· coding

Coding: The collecting parameter pattern

The collecting parameter pattern is one of my favourite ones when used well but I’ve noticed recently that it can lead to quit misleading APIs as well.

One way that we used it quite effectively was when getting objects to render themselves to a ViewData container which was then used to populate the view.

public class Micro {
	private string micro;

	public Micro(string micro) {
		this.micro = micro;

	public void renderTo(ViewData viewData) {

I think it’s quite obvious from the method name what it does and we can easily test this method by checking on the contents of the value passed in after the method’s been executed.

The problem I’ve noticed with this pattern is when the method isn’t so explicit about what it’s doing or where a method is using a collecting parameter as well as returning a value.

For example:

public SomeModel GetModel(ViewData viewData)
	viewdata["someKey"] = "someValue;
	// do some other stuff

	return new SomeModel(...);

It’s not entirely obvious from reading the method signature that it would be mutating the 'ViewData' that’s been passed in. I would actually expect that 'SomeModel' is being constructed from 'ViewData' if I just read the method signature in isolation. It’s almost like it’s following the collecting parameter pattern by accident.

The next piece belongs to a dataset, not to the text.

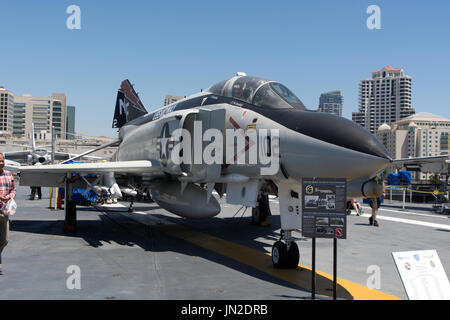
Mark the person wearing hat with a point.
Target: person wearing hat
(7, 193)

In a way I find that API as misleading as ones which make use of an 'out' parameter to allow multiple values to be returned - it doesn’t do what you expect, its intent is not clear.

Since I’ve started playing around with functional programming languages I’ve become more keen on the idea that functions take in inputs and return outputs and this pattern goes against that idea by encouraging mutation of state.

It seems to me that for the most part writing functions which return a value and don’t do anything else reveal their intent more and for the less frequent occasions where we want to keep encapsulation but still find out some data about an object the collecting parameter pattern works pretty well. It should be used sparingly though.